The problem you will face is that a battery is just represented as a Number. How do you tell the difference between a Number representing a battery value and one representing a temperature, for example? Thing online/offline status is probably something more readily discovered since all Things already report their online/offline status. That could be just a REST call away and you can trigger Rules when a Thing goes offline.
The next problem is send a notification how? Lots of users use myopenhab.org but not all, and not all myopenhab.org users use it for notifications. Some use email, some use Telegram, some use different alerting services based on criteria like whether someone is home or time of day. How would your binding handle that?
This is why such cross cutting concerns are usually implemented in Rules, not bindings. That is what Rules are for.

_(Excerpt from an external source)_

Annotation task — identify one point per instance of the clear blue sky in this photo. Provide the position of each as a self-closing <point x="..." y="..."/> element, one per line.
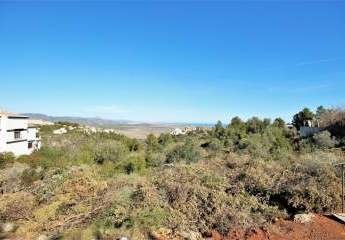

If you want to be able to use these battery values in OH pretty much anywhere (sitemaps, habpanel, persistence, rules, etc) you have to create Items anyway. And you only need one Group for this.
It’s not built in because of what I mention above. There is no way to tell what Items (which is how something like this should properly work) or what Channels represent a battery’s value. There might be some things that can be done using tags on Items but that is no better than using Groups based on your prior statements.
And for a binding like this to be useful, it would need to support what ever notification mechanism the user would want to use. And the proper place for that to be implemented is Rules. That is sort of the point of Rules.
Through the REST API. That is how PaperUI and Habmin gets them.
But you still have to write a Rule to send the notification. So all you’ve bought yourself is not needing to create a Group. By using a Group you can achieve exactly this with a single Rule for your battery.
This approach would make it easier to handle the offline status of Things though as in Rules you would have to list each Thing as a separate trigger to the Rule that sends the notification.
Lots of people are working on lots of different UIs and there is a well established API for building such a UI. There is a third party UI (I think it costs) called Dashing which might be worth a look. But for now, if you want relatively easy but not the most flexible or attractive you need to use one of the sitemap UIs. If you want fill control and to have more of a dashboard look, you have HABPanel.
That is my position as well. But I recognize that for a lot of people, the UI is the point of the home automation. To each their own I guess.
But what Kim states isn’t false. HABPanel takes a lot of learning and knowledge to build a usable dashboard.
That is really the crux of Vincent’s argument. In an ideal world, you shouldn’t have to use ANY UI. The house just knows what to do. That isn’t always possible so my rule of thumb is doing the action must be as simple or simpler to achieve than the “dumb” solution would be. To me, that pretty much excludes the phone app UIs entirely. So in that case, yes, a wall switch is a better solution. That’s why I use controllable switches over smart bulbs.
These are the hard parts of home automation. Maybe you need a room occupancy sensor. Maybe you make sure to set the timer long enough to keep the light on long enough that you will move. Maybe you use events that take place in other parts of the house to tell the system you are no longer in the room. Maybe you just turn off the light at a certain time at night.
I don’t really think anyone is arguing that everything needs to be always 100% fully automatic. But it should be automated in such a way that using one of OH’s UIs is the exception, not the rule for how you interact with things.
As an example, There are two things in my home automation needs manual controls like that. Opening the garage and turning on the lights after 11:00 pm.
For the Garage I still have:
- the original remote in the car
- integration with Tasker and autovoice on my phone
- integration with IFTTT on my wife’s phone (single button on her home screen)
I only ever use the OH UI when I need to debug something.
Similarly with the lights I have all these external non-OH UI ways to interact with the system.
So maybe saying “no UIs” is not the right way to say it. Maybe a better way is to say the UIs must be as easy or easier to use than controlling these things in the old “dumb” way and opening an app on your phone is pretty much never going to meet that. That that is what “GUI” means: Graphical User Interface. When you say GUI you are necessarily constraining the discussion to an interface on a computer/tablet/phone screen.
And one needs to take into consideration the usability of the home for guests. I’m sure many of us have had the experience of teaching the visiting family or baby sitter how to turn on the TV. First you press this button on this remote, then that button on that remote, wait a seconds, … I want to avoid that at all costs. My five year old needs to be able to work the home automation and that means no screen based UIs. He’s really into talking to Google though. My relatives and other guests just use the physical switches.
I mainly use mine for debug. I have OH send alerts and notifications and reports for monitoring.
I like Vincent’s idea of a “In Test” sitemap. Put your WIPs there and it doesn’t really matter if it is a WIP.
For completeness here are a couple screen shots of my BasicUI, which, again only I use for debug and sometimes monitoring.
I can drill down into pretty much any of the sub categories and get details. But the only controllable things are the six entries at the top, and none of these are ever controlled from this UI.